Trotz Ausbleibens des Klägers im Termin zur mündlichen Verhandlung hat die Kammer verhandeln und entscheiden können. Der Kläger ist ausweislich der Zustellungsurkunde am 24.12.2016 ordnungsgemäß zum Verhandlungstermin geladen worden. Darin wurde auch auf die Möglichkeit hingewiesen, dass auch im Falle des Ausbleibens des Klägers verhandelt werden könne (vgl. § 110 Abs. 1 S. 2 Sozialgerichtsgesetz (SGG)). Das Gericht konnte abweichend vom § 60 SGG i.V.m. § 45 Abs. 2 Zivilprozessordnung (ZPO) in voller Besetzung zusammen mit dem Richter Dr. T über den Befangenheitsantrag des Klägers vom 20.01.2017 entscheiden. Die grundsätzliche Möglichkeit, dass über ein Ablehnungsgesuch der abgelehnte Richter selbst befindet, ist der deutschen Rechtsordnung nicht fremd. Zwar sieht das Gesetz selbst sie nicht vor; sie ist jedoch in Rechtsprechung und Literatur so lange und einhellig anerkannt, dass sie teilweise bereits als gewohnheitsrechtlich gefestigt gesehen wird. Voraussetzung dafür ist aber, dass das Ablehnungsgesuch bereits offensichtlich unzulässig und rechtsmissbräuchlich ist (vgl. Vollkommer, in: Zoller, ZPO, 31. Aufl. 2016, § 45 Rn. 4). Der Antrag des Klägers vom 20.01.2017 Richter Dr. T wegen Besorgnis der Befangenheit abzulehnen, ist bereits offensichtlich unzulässig und rechtmissbräuchlich. Der Kläger begründet seinen Antrag allein mit einer behaupteten Besorgnis der Befangenheit in dem bereits abgeschlossenen Verfahren S 4 AS 2836/16. Über diesen Antrag hat die 38. Kammer des Sozialgerichts am 23.01.2017 entschieden und ihn zurückgewiesen, weil unter anderem eine Besorgnis der Befangenheit gegenüber dem Richter Dr. T nicht bestanden habe. Der Kläger hat vorliegend keine anderen Ablehnungsgründe, als diejenigen, über die bereits in dem Verfahren S 38 SF 393/16 AB entschieden worden ist, gegenüber Richter Dr.
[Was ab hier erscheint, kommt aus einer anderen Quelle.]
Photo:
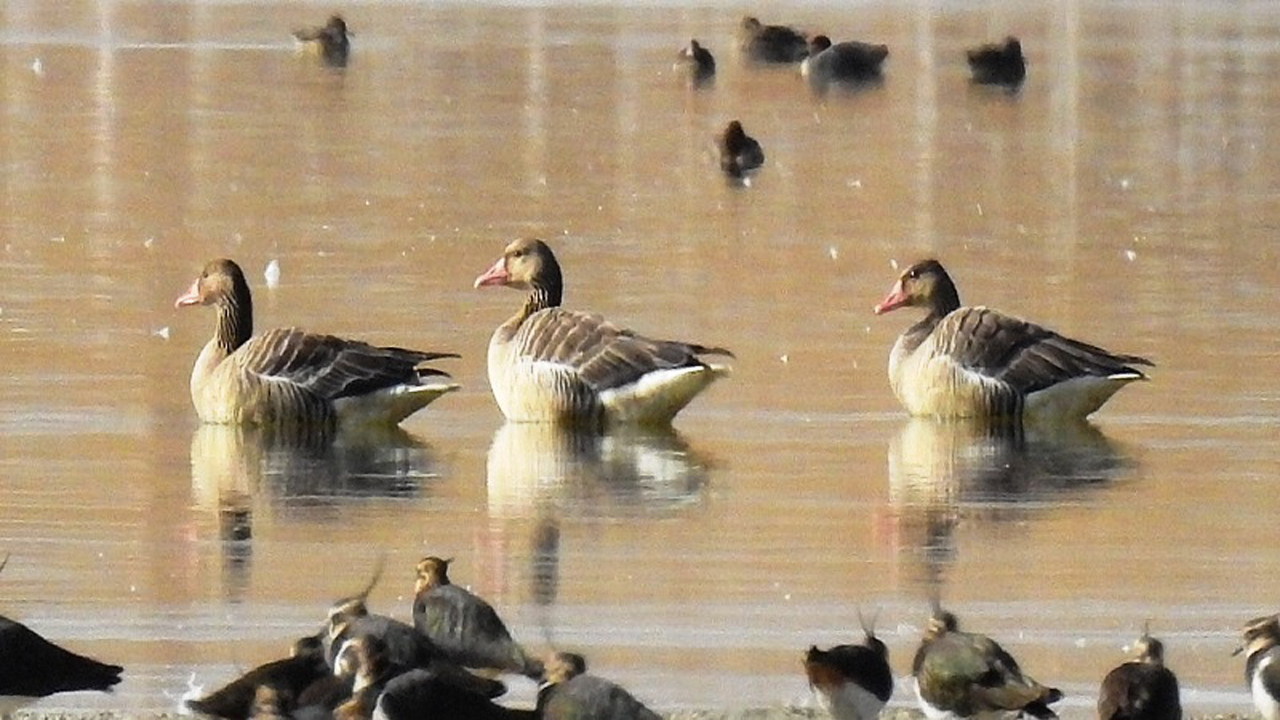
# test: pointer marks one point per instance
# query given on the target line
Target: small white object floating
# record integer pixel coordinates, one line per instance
(272, 273)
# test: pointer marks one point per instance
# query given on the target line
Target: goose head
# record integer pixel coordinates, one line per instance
(220, 282)
(526, 263)
(923, 285)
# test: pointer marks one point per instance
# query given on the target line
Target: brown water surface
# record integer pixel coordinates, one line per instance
(1128, 195)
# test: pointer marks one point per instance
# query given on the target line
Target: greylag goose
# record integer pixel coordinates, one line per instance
(999, 63)
(548, 364)
(1142, 688)
(462, 625)
(965, 674)
(771, 44)
(849, 60)
(570, 693)
(329, 41)
(289, 377)
(698, 62)
(854, 680)
(740, 154)
(979, 363)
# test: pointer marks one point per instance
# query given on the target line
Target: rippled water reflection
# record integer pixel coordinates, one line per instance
(1124, 195)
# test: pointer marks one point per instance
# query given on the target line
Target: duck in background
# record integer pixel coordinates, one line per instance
(330, 41)
(999, 63)
(848, 62)
(771, 44)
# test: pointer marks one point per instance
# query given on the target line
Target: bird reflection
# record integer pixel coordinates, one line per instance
(240, 473)
(942, 473)
(538, 469)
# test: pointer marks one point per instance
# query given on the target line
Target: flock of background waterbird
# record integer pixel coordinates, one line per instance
(557, 365)
(822, 62)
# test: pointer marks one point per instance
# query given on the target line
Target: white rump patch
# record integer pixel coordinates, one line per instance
(388, 405)
(657, 396)
(1077, 397)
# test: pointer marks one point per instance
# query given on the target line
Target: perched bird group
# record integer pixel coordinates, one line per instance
(961, 674)
(362, 665)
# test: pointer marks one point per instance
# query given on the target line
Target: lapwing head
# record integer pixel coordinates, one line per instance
(307, 647)
(1260, 634)
(1148, 648)
(869, 638)
(432, 573)
(941, 623)
(364, 659)
(563, 666)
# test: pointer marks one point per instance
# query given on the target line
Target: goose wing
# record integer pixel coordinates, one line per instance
(1023, 355)
(332, 367)
(599, 352)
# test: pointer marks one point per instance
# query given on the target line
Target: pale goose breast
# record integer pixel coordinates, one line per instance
(560, 365)
(979, 363)
(291, 377)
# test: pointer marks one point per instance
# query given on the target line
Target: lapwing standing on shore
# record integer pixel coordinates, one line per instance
(963, 674)
(853, 680)
(286, 678)
(999, 63)
(1262, 664)
(1141, 688)
(464, 627)
(426, 693)
(570, 693)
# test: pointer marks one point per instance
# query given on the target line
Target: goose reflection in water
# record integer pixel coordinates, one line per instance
(243, 472)
(540, 468)
(942, 473)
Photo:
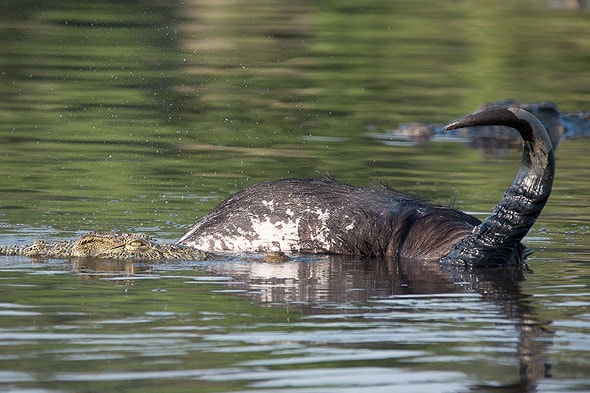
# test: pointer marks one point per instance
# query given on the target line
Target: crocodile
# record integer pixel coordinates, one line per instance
(112, 245)
(122, 246)
(494, 138)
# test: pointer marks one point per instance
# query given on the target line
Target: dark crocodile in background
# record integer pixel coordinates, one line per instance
(560, 126)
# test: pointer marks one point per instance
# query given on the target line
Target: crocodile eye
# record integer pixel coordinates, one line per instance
(135, 244)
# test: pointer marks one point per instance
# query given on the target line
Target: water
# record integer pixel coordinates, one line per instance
(143, 116)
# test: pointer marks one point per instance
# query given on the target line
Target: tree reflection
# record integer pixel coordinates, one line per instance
(341, 281)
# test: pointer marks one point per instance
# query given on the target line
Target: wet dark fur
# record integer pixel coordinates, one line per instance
(324, 216)
(386, 222)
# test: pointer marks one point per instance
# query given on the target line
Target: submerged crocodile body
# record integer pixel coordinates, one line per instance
(493, 138)
(113, 245)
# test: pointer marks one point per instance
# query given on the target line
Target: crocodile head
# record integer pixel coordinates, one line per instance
(118, 245)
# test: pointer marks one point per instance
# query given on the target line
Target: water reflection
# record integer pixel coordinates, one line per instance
(343, 288)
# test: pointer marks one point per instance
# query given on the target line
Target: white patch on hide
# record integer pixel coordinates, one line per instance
(268, 233)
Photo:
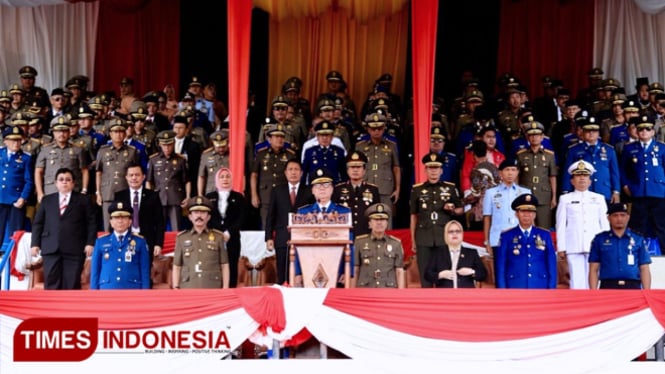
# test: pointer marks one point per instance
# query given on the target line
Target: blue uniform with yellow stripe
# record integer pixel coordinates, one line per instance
(120, 264)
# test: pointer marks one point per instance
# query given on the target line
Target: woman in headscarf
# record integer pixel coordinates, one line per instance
(455, 266)
(228, 217)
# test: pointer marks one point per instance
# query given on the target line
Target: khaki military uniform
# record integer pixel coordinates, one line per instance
(378, 260)
(535, 172)
(168, 176)
(51, 158)
(112, 163)
(381, 158)
(200, 256)
(509, 123)
(427, 202)
(31, 146)
(269, 166)
(358, 201)
(211, 162)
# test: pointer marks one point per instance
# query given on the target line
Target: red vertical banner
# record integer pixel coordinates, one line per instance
(239, 34)
(424, 14)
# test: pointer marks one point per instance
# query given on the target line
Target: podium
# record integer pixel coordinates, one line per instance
(320, 240)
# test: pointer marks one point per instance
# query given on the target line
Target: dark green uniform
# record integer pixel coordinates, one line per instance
(535, 172)
(200, 256)
(427, 202)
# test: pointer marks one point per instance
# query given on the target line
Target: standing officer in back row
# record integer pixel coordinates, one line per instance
(355, 193)
(200, 259)
(433, 203)
(538, 172)
(379, 257)
(60, 154)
T vorgetragen. Sein Ablehnungsgesuch weist daher keinen nachvollziehbaren Bezug zum konkreten Rechtsstreit auf und ist daher bereits als offensichtlich unzulässig und rechtsmissbräuchlich zurückzuweisen (vgl. zur offensichtlicher Unzulässigkeit von Ablehnungsgesuchen Wolff-Dellen, in: Breitkreuz/Fichte, SGG 2. Aufl. 2014, § 60 Rn. 79 f.). Da der Kläger bis zur mündlichen Verhandlung seine Klage weder begründet noch einen Antrag gestellt hat, war die Klage, unter Berücksichtigung des wirklichen Willens nach dem Meistbegünstigungsgrundsatz so auszulegen (§ 123 SGG), dass das Begehren des Klägers

möglichst weitgehend zum Tragen kommt (vgl. m.w.N. BSG, Urt. v. 27.09.2011 ? B 4 AS 160/10 R ? juris Rn. 14). Es ist somit davon auszugehen, dass der Kläger die Aufhebung des Änderungsbescheides vom 15.04.2016 begehrt. Gestützt wird diese Auslegung durch die Begründung des Klägers im Widerspruchsverfahren, wonach dieser Bescheid seinen Anspruch auf Arbeitslosengeld II erneut aufhebe. Würde der Änderungsbescheid vom 15.04.2016 aufgehoben werden, dann wäre die "doppelte Beschwerde" des Klägers behoben. Die so verstandene Klage auf Aufhebung des Änderungsbescheides vom 15.04.2016 in Gestalt des Widerspruchsbescheides vom 26.04.2016 ist jedoch wegen doppelter Rechtshängigkeit bereits unzulässig. Der Klage steht die Rechtshängigkeit des Verfahrens S 4 AS 4157/16 entgegen. In diesem Verfahren ist der Minderungs- und Aufhebungsbescheid vom 15.04.2016 und der Änderungsbescheid vom 15.04.2016 Streitgegenstand. Erlässt der SGB II Leistungsträger sowohl einen Bescheid, mit dem er das Arbeitslosengeld II für einen bestimmten Zeitraum um einen bestimmten Betrag mindert (hier der Minderungs- und Aufhebungsbescheid vom 15.04.2016), als auch einen Änderungsbescheid, der die geminderten Beträge berücksichtigt (hier der Änderungsbescheid vom 15.04.2016), dann stellen diese Bescheide eine rechtliche Einheit im Sinne eines einheitlichen Bescheides zur Höhe des Arbeitslosengeldes II in dem von der Absenkung betroffenen Zeitraum dar (vgl. LSG Nordrhein-Westfalen, Beschl. v. 26.10.2016 ? L 12 AS 1317/16 13 ER und S. Knickrehm/Hahn, in: Eicher, SGB II, 3. Aufl. 2013, § 31b Rn.8). Der Änderungsbescheid vom 15.04.2016 setzt die Aufhebung aus dem Minderungsund Aufhebungsbescheid vom 15.04.2016 lediglich um.